涼宮ハルヒの笑顔:後篇

「こここ、こっち来てますよぉっ」
 そんなこと、見ればわかりますって。
 俺は朝比奈さんの手を取って、《神人》っぽい巨人に背を向けて走り出した。どこかに行けるわけでもないが、逃げ出したくもなるさ。とは言え、こっちが50メートル走ったところで、相手は一歩でチャラにしちまう相手。どだい、逃げられるわけがない。
 あっという間に距離を詰められ、降り注ぐ光を遮る影が俺と朝比奈さんを覆った。脳裏に辞世の句が十個くらい浮かんだが、せめて朝比奈さんだけでも守りたい。
 そう考えて、朝比奈さんを守るつもりで覆い被さって床に伏せた。そんなことをしても、相手の質量を考えれば二人そろってぺちゃんこになることは分かっているさ。それでも、そうしてしまうのは条件反射以外の何ものでもない。

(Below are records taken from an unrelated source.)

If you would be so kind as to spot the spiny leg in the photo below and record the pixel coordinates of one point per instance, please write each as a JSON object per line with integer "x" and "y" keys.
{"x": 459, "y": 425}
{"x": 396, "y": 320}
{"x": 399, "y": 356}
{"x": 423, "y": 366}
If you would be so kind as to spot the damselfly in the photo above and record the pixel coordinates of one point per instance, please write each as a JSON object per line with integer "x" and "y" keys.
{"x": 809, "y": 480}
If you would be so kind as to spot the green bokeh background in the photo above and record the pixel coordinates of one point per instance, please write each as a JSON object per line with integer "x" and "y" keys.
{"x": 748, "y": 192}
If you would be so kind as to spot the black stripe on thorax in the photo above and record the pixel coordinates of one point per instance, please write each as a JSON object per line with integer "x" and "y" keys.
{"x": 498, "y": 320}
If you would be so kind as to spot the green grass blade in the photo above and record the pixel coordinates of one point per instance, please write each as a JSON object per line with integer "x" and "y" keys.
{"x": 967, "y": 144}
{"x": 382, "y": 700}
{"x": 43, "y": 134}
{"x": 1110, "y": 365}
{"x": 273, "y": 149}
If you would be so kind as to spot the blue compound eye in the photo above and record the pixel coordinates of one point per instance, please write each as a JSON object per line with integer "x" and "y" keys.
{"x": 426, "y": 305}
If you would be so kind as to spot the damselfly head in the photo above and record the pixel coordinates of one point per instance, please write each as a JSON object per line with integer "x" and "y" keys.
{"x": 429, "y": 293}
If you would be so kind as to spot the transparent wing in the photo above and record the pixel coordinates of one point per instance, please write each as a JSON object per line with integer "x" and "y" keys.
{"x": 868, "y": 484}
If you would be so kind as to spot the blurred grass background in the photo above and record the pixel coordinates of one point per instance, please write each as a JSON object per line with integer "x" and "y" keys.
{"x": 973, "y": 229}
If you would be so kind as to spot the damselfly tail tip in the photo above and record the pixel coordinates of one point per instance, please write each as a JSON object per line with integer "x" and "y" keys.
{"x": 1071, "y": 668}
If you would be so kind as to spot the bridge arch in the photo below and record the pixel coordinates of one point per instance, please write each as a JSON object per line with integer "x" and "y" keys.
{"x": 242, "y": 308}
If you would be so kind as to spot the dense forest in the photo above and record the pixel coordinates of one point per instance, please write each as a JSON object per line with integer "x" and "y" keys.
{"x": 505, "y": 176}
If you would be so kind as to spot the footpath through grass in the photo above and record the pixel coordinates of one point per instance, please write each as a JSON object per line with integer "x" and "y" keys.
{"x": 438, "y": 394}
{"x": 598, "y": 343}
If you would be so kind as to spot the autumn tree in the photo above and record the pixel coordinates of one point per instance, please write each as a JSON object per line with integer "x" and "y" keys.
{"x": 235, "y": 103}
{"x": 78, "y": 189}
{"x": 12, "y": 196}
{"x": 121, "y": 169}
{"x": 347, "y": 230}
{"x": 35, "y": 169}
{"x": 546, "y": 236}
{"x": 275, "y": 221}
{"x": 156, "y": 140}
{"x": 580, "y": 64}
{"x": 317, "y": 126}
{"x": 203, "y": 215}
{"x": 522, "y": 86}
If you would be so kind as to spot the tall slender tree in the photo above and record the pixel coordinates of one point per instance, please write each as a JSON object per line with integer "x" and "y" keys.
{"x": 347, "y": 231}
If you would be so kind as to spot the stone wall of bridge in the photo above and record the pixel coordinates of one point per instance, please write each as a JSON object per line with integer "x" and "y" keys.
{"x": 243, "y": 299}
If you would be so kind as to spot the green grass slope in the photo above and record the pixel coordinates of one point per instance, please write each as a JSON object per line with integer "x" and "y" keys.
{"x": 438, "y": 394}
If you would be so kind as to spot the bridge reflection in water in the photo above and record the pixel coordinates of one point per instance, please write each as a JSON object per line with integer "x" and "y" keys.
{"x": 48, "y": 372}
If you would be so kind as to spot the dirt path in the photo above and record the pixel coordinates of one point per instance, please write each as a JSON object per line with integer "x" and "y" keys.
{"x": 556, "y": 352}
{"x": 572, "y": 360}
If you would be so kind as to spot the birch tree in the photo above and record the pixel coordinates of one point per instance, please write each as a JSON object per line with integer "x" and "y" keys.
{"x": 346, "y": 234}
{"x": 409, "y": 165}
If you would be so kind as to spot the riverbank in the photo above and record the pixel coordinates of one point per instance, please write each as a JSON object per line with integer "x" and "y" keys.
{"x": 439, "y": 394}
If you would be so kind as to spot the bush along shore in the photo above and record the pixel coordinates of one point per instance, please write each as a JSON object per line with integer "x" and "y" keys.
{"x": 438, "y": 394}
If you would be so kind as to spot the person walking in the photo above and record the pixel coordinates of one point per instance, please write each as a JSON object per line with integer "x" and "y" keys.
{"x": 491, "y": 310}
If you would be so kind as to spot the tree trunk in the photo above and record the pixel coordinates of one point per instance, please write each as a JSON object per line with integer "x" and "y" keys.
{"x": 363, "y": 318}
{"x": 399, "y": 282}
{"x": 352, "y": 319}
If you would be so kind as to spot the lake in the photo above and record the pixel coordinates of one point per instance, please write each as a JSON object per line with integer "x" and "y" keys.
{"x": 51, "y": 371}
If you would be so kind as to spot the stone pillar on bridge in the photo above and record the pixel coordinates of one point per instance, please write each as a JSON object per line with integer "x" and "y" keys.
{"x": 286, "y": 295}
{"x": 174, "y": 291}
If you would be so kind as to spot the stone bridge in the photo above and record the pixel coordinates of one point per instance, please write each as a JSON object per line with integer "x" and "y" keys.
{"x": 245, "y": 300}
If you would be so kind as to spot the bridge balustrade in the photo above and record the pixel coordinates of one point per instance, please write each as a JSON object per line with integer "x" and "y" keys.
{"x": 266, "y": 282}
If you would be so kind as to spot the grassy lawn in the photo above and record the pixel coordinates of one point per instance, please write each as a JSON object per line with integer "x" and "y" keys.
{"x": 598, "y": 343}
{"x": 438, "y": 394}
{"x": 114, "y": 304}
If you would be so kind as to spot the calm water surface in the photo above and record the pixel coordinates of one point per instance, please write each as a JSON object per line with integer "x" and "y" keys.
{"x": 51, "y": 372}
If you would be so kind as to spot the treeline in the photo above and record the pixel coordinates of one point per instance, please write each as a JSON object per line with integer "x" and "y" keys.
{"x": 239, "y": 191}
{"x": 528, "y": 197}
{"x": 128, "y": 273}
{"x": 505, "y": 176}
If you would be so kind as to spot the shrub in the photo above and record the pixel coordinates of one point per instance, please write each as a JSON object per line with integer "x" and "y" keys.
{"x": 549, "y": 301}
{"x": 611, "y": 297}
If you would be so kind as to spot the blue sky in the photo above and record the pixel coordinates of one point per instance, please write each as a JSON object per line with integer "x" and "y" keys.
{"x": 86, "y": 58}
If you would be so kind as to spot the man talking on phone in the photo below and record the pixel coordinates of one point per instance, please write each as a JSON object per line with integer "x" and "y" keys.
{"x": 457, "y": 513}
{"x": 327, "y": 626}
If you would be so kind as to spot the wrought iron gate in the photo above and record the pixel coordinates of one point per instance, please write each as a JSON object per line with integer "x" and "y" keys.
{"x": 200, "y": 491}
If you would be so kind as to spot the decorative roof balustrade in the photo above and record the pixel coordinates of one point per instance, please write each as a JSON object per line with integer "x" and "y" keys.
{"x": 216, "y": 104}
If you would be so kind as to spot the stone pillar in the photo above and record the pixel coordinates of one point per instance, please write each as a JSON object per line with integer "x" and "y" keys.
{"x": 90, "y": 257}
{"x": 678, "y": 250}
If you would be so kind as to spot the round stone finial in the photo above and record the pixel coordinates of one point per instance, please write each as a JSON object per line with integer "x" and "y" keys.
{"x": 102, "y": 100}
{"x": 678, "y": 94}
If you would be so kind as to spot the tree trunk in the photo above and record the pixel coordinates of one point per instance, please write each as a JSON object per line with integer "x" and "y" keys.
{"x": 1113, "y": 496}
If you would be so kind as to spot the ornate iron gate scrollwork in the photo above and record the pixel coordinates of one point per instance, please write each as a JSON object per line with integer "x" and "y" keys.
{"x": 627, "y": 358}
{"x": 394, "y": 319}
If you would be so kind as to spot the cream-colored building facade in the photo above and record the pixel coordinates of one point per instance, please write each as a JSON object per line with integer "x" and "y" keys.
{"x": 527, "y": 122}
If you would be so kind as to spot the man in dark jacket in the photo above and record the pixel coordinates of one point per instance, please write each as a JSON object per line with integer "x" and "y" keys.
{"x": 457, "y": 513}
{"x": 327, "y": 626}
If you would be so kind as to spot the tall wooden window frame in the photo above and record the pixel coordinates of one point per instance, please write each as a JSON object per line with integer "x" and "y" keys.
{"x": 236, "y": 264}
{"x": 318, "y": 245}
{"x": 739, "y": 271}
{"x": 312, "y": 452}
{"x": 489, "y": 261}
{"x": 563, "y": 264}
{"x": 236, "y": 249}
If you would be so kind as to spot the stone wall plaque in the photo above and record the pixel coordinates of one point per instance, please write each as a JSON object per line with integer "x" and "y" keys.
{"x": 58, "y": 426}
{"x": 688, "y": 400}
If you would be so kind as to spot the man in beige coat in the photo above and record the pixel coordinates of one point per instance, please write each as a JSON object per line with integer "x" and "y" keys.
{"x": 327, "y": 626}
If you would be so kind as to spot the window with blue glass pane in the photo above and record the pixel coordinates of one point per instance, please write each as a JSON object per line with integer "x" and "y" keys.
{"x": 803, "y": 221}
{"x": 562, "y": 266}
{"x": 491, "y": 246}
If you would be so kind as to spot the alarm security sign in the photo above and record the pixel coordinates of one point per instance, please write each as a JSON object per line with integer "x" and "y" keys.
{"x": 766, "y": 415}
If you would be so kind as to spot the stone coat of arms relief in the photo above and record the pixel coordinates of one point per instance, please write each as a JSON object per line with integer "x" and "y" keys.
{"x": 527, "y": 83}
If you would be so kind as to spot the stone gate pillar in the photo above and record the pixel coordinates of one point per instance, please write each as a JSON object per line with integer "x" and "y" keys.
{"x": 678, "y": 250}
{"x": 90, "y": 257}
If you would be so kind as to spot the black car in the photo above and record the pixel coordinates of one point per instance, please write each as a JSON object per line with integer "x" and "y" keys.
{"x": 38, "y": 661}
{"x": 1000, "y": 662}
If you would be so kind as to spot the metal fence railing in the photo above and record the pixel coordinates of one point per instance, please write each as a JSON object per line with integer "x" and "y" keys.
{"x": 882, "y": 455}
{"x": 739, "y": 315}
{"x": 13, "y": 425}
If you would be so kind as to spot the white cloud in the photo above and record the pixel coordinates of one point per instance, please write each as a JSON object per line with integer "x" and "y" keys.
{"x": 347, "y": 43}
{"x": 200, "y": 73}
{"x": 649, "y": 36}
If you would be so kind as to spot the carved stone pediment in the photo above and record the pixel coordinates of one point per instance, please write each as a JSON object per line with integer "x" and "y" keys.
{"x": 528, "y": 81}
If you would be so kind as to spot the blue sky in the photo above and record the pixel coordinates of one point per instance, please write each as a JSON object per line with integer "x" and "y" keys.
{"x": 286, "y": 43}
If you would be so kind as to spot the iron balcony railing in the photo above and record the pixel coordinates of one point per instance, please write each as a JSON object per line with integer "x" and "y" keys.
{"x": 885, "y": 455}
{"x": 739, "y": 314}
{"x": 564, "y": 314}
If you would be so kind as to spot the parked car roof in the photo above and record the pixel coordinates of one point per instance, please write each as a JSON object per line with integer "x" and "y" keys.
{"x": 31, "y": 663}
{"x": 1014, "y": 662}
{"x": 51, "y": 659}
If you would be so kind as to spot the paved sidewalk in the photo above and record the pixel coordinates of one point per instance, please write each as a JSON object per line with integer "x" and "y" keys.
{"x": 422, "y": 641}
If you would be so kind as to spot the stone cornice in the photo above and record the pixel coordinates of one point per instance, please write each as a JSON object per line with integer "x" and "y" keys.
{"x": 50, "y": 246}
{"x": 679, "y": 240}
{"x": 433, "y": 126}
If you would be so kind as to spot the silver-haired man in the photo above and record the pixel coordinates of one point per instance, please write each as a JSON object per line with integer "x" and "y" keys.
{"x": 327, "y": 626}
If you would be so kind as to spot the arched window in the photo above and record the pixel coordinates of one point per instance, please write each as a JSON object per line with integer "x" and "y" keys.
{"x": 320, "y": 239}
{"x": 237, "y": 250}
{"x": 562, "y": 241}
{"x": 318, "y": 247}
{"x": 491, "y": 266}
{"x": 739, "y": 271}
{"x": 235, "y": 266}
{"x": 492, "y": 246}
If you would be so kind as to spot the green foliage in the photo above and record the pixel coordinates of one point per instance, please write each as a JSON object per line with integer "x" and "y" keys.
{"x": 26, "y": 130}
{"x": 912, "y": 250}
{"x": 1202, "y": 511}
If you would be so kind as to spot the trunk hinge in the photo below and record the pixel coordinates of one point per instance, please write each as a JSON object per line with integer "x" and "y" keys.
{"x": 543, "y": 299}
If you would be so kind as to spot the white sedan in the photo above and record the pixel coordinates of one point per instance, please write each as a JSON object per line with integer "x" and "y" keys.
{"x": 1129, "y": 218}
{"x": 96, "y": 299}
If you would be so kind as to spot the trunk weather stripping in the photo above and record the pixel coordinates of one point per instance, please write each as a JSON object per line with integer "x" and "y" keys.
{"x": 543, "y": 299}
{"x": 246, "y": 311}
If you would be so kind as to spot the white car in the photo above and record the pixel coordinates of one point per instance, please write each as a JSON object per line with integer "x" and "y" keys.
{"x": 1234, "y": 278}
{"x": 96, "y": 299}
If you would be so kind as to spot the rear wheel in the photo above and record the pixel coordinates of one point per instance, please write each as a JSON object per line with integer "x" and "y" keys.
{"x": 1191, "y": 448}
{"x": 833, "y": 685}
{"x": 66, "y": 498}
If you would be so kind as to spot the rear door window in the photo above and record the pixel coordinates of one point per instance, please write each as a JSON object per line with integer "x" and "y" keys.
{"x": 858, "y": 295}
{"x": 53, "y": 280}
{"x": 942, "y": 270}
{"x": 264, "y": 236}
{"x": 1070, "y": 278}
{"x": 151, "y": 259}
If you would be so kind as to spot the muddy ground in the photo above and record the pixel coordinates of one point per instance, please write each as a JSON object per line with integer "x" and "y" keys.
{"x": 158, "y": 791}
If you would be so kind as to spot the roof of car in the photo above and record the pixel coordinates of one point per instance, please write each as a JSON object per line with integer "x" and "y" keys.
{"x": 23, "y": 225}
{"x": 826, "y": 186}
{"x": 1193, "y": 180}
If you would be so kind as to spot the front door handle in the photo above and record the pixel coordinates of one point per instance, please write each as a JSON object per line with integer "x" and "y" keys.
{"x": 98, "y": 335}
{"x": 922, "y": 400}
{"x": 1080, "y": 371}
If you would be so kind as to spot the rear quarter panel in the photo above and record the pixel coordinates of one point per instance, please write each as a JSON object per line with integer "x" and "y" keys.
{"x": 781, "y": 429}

 間近で雷が落ちたように、空気が軋む。俺の体は空中に緩やかに放り投げられ……って、なんで放り投げられているんだ?
 どさり、と背中から地面に叩きつけられる。足下が柔らかい砂で助かった。受け身なんて取れるほど、機敏じゃないんだ。
 機敏じゃないと言えば朝比奈さんは……と思って視線を巡らせると、地面に叩きつけられる前にキャッチされてご無事のようだ。
「古泉……」
 憎々しげに、あるいは感謝を込めて、俺は朝比奈さんを抱きかかえている微笑みエスパーを睨み付けた。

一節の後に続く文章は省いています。